何となく話が膨らんだと言うか間延びしたと言うか・・・それが味なんだと強弁して本編に入りましょうか


大嫌いな冷やし中華を突きながら(ホントに突くだけ)本日もよろしくお願いします

「討伐の危険が迫っています、早くお逃げになってください」


《これまでの報告ではないのでありんすか?》


 暢気な母親にいら立ちを隠せない娘を見て、父が助け舟を出す。


「いきなり本題に入っても理解できるものではないんだよ?

 まずは説明をしないと、理解ができるようにね」


 父の言葉に、少し考える間を置いて娘が口を開く。


「私がご主人様、番頭サンの眷属になった事から話を始めましょうか。

 お父様のおかげでここからヒトの世界に行って私は警察官になったの。

 これは手紙に書いてた事もあるからみんなも知っていると思うんだけど、そこで何があったのかは書かなかった、いえ書けなかったの。

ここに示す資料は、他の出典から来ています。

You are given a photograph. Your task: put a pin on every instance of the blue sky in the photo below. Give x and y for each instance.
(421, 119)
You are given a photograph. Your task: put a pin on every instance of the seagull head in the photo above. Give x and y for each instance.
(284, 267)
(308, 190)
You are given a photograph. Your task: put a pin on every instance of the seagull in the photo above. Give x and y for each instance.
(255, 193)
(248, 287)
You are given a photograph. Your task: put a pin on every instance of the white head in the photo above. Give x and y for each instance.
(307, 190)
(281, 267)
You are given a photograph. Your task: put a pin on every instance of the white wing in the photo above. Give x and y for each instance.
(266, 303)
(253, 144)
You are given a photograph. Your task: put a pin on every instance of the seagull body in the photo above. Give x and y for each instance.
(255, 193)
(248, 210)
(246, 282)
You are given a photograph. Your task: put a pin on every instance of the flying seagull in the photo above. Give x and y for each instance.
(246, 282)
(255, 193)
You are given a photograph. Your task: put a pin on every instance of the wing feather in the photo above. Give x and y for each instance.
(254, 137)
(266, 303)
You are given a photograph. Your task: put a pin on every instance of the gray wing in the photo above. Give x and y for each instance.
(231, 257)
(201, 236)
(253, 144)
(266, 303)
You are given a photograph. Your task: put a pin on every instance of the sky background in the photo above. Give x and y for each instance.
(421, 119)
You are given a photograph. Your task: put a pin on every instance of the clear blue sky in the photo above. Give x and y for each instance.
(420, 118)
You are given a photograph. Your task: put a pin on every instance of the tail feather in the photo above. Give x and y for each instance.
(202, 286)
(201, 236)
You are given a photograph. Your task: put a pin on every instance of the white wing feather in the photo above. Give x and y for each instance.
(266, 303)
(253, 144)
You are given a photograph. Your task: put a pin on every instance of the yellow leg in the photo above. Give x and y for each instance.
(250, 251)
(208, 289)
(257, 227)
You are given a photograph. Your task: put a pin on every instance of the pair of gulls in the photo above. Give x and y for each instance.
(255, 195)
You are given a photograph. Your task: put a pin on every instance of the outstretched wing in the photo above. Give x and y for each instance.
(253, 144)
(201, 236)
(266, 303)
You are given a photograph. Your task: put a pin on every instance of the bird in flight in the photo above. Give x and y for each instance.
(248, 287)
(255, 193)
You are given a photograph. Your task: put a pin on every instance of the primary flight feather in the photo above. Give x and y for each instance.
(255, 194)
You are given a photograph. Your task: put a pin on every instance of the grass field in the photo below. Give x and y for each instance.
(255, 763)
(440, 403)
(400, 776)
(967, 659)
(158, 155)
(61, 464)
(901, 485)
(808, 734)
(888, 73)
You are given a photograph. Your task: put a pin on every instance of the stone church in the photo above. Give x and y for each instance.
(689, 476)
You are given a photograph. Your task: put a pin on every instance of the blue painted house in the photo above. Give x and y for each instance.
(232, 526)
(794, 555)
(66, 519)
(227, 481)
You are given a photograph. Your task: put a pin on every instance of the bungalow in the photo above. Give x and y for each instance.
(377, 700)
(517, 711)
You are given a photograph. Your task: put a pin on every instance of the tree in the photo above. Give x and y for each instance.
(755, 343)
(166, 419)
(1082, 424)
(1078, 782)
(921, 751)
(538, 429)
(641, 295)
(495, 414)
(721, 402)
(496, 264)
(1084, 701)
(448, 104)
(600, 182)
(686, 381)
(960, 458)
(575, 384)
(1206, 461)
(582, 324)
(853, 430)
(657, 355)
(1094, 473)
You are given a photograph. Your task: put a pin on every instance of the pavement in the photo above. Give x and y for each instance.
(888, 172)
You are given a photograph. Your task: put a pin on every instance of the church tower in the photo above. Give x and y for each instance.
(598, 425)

 だってそのまま書いたらインフル(インプの執事)が喜び勇んで私を奪ってアッチへ連れて行こうとしたでしょうから」


《お、襲われたのでありんすか?》


「もう、お母様ったら慌てないで。

 私の経歴は偽装していた事もあって誰からも注目は集めなかったの。これはお父様のお陰よ?

 でも、血筋を隠しした事や一人暮らしだった事から一部の上司や同僚から嫌らしい視線を集めるようになってしまったの。当然、私を守ってくれる人もいない所に行ったんだからそうなる事は覚悟の上よ?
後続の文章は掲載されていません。